Nikita Kucherov went pointless again Sunday night as the Lightning fell 2-1 at home in Game 7, and Julien BriseBois now has a real problem on his hands.

Tampa Bay's $9.5 million winger finished the series without a single point in the elimination game. Three shots, a minus-1, 20:16 of ice time. Nothing to show for it.

The Canadiens stuck to him all series. Game 7 was the cleanest neutralization job yet, and the body language on the Tampa bench told the story before the final horn.

Kucherov is signed through next season and becomes a free agent in 2027. That ticking clock is the part nobody inside the organization can ignore anymore.

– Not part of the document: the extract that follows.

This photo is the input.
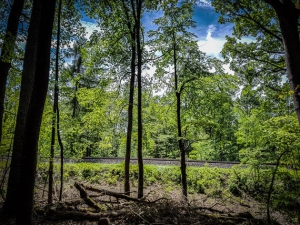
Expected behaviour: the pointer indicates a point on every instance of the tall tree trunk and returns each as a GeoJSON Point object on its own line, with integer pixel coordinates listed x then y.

The Lightning finished the regular season 50-26-6 with 106 points and a plus-59 goal differential. Strong on paper. Then the playoffs hit and the same script played out again.

So how does a contender pivot when its $9.5 million driver disappears in the moments that decide everything? BriseBois has built his career on answering exactly that kind of question.

Tampa's draft cupboard is bare and the window is closing fast

Tampa has no first-round pick in 2026 and no first-round pick in 2027. The prospect pool is thin. The veteran core is aging. The math is starting to feel cruel.

Trading Kucherov sounds insane until you look at the asset return. A 32-year-old winger with one year left on his deal still moves the needle league-wide. The package could reset everything.

BriseBois has never been shy. Jake Guentzel, Brandon Hagel, Oliver Bjorkstrand, Yanni Gourde, Ryan McDonagh, J.J. Moser. All trade acquisitions. All bets he was willing to make.

Keeping Kucherov means running it back with a roster that just lost a Game 7 at home to a younger team. Letting him walk in 2027 for nothing would be the worst outcome of all three.

There's a middle path. It's painful. It involves trading the most creative passer this franchise has ever developed while his value is still tradable rather than evaporating.

Cooper's bench got out-coached at the margins all series. The locker room needs an honest mirror this summer, not another patch job dressed up as a contender's offseason.

The next move belongs to the GM. Whatever he decides, the Lightning fans grew up watching is no longer the team that walks through the door in October.